Some people initially questioned the suitability of Mantle for the character, given that he was well known for playing a solemn doctor in Casualty, but he and the play were warmly received by critics. South Wales Echo called it a "compelling, funny and moving play" and said "Clive, best known for his role as Dr Mike Barratt in Casualty, has had to get used to wearing a fez and conjuring up some magic for his title role of Jus' Like That! A Night Out with Tommy Cooper."

In 2011, he took a supporting role in the TV series White Van Man as Tony Curry, father of the central character, Ollie "Rogan" Josh Curry, played by Will Mellor. He also has an ongoing role in HBO's Game of Thrones as Lord Greatjon Umber, a close ally of Robb Stark, and has provided the voice to the audio editions of Andy McNab's Nick Stone thrillers.

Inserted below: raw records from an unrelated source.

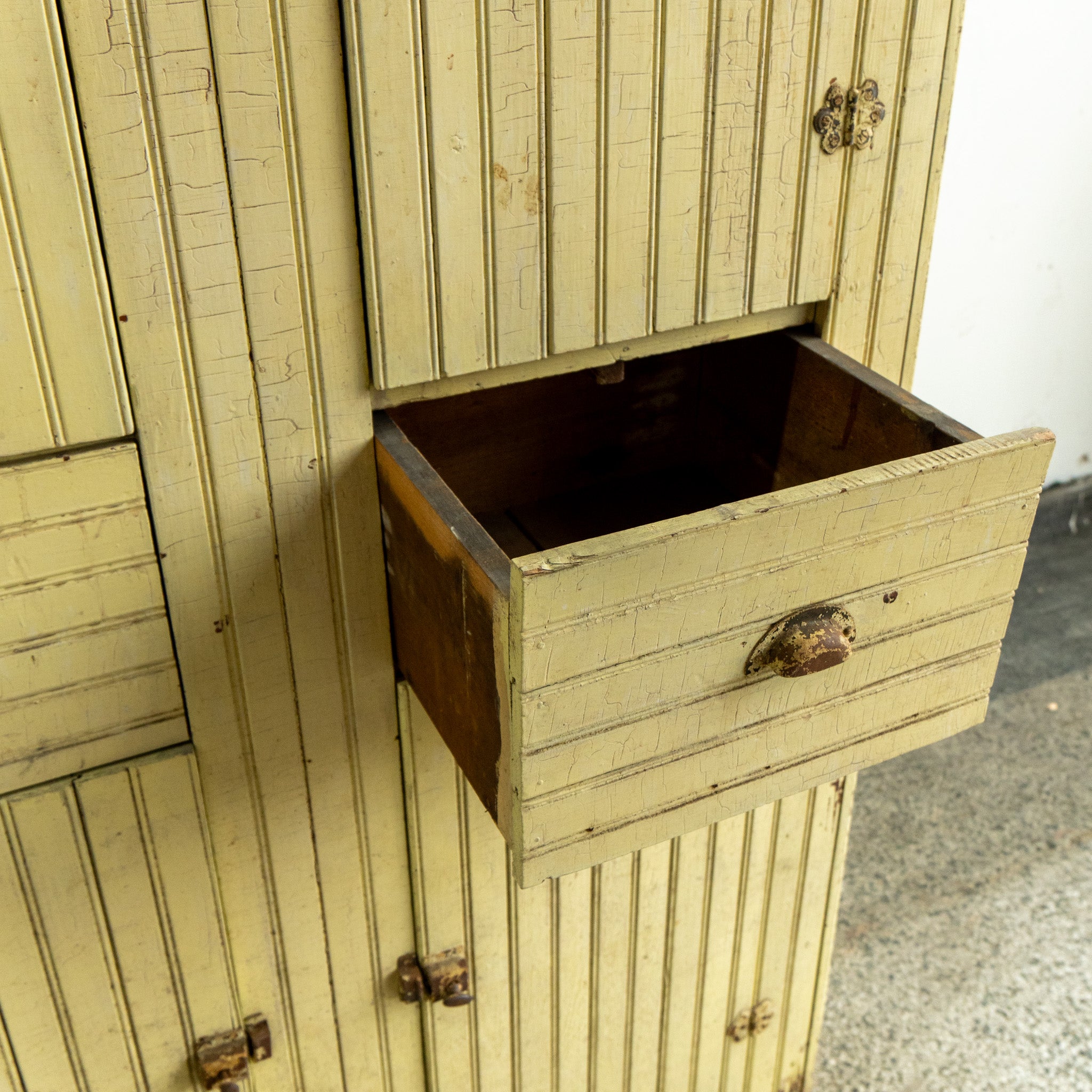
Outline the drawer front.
[399,684,850,1092]
[0,443,188,792]
[510,430,1050,874]
[376,332,1054,885]
[0,746,242,1092]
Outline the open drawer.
[376,332,1054,886]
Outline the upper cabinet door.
[350,0,913,388]
[0,0,132,457]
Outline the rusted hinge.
[812,78,887,155]
[397,945,474,1007]
[193,1012,273,1092]
[728,999,773,1043]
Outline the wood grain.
[376,414,508,818]
[377,314,1053,885]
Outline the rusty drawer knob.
[397,945,474,1009]
[746,605,857,678]
[193,1012,273,1092]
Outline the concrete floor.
[815,478,1092,1092]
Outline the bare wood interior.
[389,332,976,558]
[376,331,976,819]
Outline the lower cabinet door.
[399,682,852,1092]
[0,745,242,1092]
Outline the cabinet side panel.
[344,0,440,387]
[63,0,343,1089]
[200,0,422,1088]
[0,0,132,456]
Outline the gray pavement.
[814,478,1092,1092]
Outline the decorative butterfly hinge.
[812,78,887,155]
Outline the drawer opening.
[388,332,977,558]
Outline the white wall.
[914,0,1092,481]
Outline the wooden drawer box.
[376,332,1054,886]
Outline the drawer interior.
[389,332,976,558]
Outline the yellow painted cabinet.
[0,0,132,457]
[0,746,244,1092]
[347,0,965,388]
[0,0,995,1092]
[0,443,189,792]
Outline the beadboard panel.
[62,0,424,1092]
[400,684,853,1092]
[0,745,242,1092]
[346,0,962,389]
[0,0,132,457]
[0,443,188,792]
[346,0,858,388]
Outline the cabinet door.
[0,443,188,793]
[0,0,132,457]
[0,745,241,1092]
[400,684,849,1092]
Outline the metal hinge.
[728,1000,773,1043]
[193,1012,273,1092]
[812,77,887,155]
[397,945,474,1007]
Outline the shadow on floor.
[814,478,1092,1092]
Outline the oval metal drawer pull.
[746,605,857,678]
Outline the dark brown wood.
[376,331,977,818]
[773,332,978,489]
[376,414,510,819]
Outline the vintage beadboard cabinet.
[0,0,1050,1092]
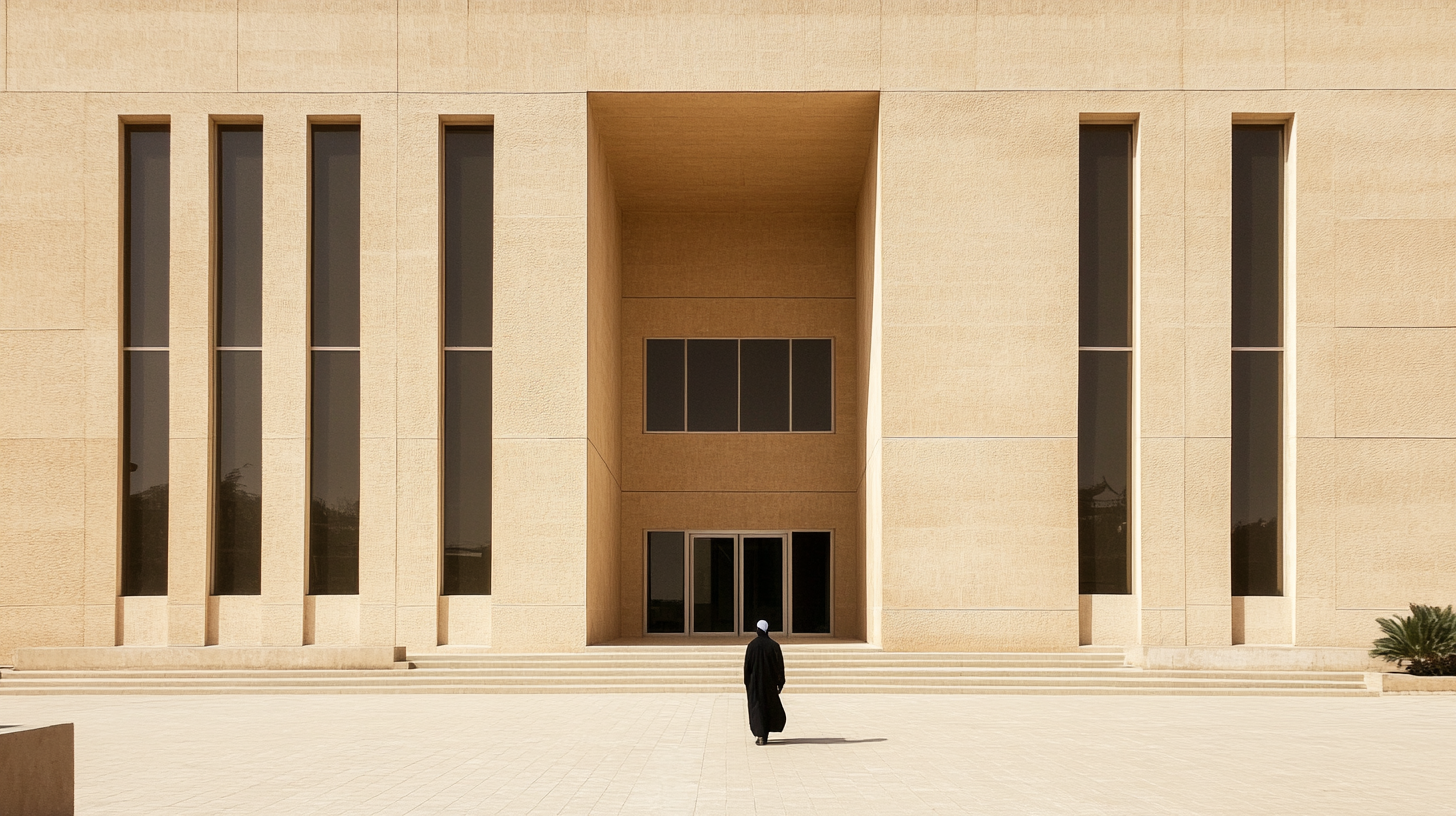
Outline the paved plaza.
[0,694,1456,815]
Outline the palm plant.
[1370,603,1456,666]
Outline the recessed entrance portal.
[646,530,831,635]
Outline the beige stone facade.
[0,0,1456,664]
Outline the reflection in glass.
[217,125,264,345]
[794,340,834,431]
[1077,351,1131,595]
[646,532,686,634]
[1230,351,1283,595]
[1077,125,1133,347]
[687,340,738,431]
[121,351,167,595]
[1232,125,1284,347]
[743,536,783,632]
[310,125,360,347]
[738,340,789,431]
[444,127,495,348]
[443,351,491,595]
[693,536,734,632]
[646,340,684,431]
[791,532,830,635]
[122,125,172,348]
[213,351,264,595]
[309,351,360,595]
[213,125,264,595]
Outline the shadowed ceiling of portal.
[590,92,879,213]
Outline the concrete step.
[0,685,1380,697]
[0,644,1379,697]
[0,666,1364,688]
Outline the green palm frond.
[1370,603,1456,664]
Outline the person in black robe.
[743,621,789,745]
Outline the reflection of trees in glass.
[1230,519,1280,595]
[121,482,167,595]
[213,463,264,595]
[309,498,360,595]
[1077,476,1130,595]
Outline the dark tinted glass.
[738,340,789,431]
[1233,125,1284,347]
[309,351,360,595]
[213,351,264,595]
[443,351,491,595]
[794,340,834,431]
[693,538,734,632]
[743,536,783,632]
[646,532,687,634]
[121,351,167,595]
[1230,351,1283,595]
[791,532,830,635]
[687,340,738,431]
[217,125,264,345]
[309,125,360,347]
[1077,351,1131,595]
[122,125,172,347]
[1079,125,1133,345]
[646,340,684,431]
[444,127,495,347]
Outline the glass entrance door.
[644,530,831,635]
[692,533,786,635]
[740,535,783,632]
[693,536,738,634]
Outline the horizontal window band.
[642,431,834,436]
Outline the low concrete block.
[0,723,76,816]
[1127,646,1390,672]
[15,646,405,672]
[1380,672,1456,694]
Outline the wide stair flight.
[0,644,1380,697]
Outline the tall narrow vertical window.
[213,125,264,595]
[309,125,360,595]
[441,125,495,595]
[1229,125,1284,595]
[1077,125,1133,595]
[121,125,172,595]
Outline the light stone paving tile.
[0,694,1456,816]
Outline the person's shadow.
[769,737,885,745]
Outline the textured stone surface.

In 2012, Mantle appeared in the Sherlock episode "The Hounds of Baskerville" as Dr Frankland.

In 2013, Mantle performed in the black comedy The Ladykillers, playing the part of Major Courtney. He was forced to withdraw from the touring production in March 2013 after he was attacked at the Travelodge hotel in Newcastle. On the night of 23 March, he became involved in a brawl after asking a group of fellow guests to keep the noise down, during which part of his right ear was bitten off. He had to have emergency surgery at the Royal Victoria Infirmary hospital to have it sewn back on. A 32-year-old man from Hamilton, South Lanarkshire was charged over the incident and appeared before a magistrate in April 2013, and another man was released on bail in connection to the incident; a third man was released without charge. In June 2014, the two accused were found not guilty of all charges.

In 2014, Mantle supplied the voice of Gator in the eighteenth season of the British children's television series Thomas & Friends as well as its sixth CGI animated film Tale of the Brave. He voiced Gator in both British and American dubbed versions.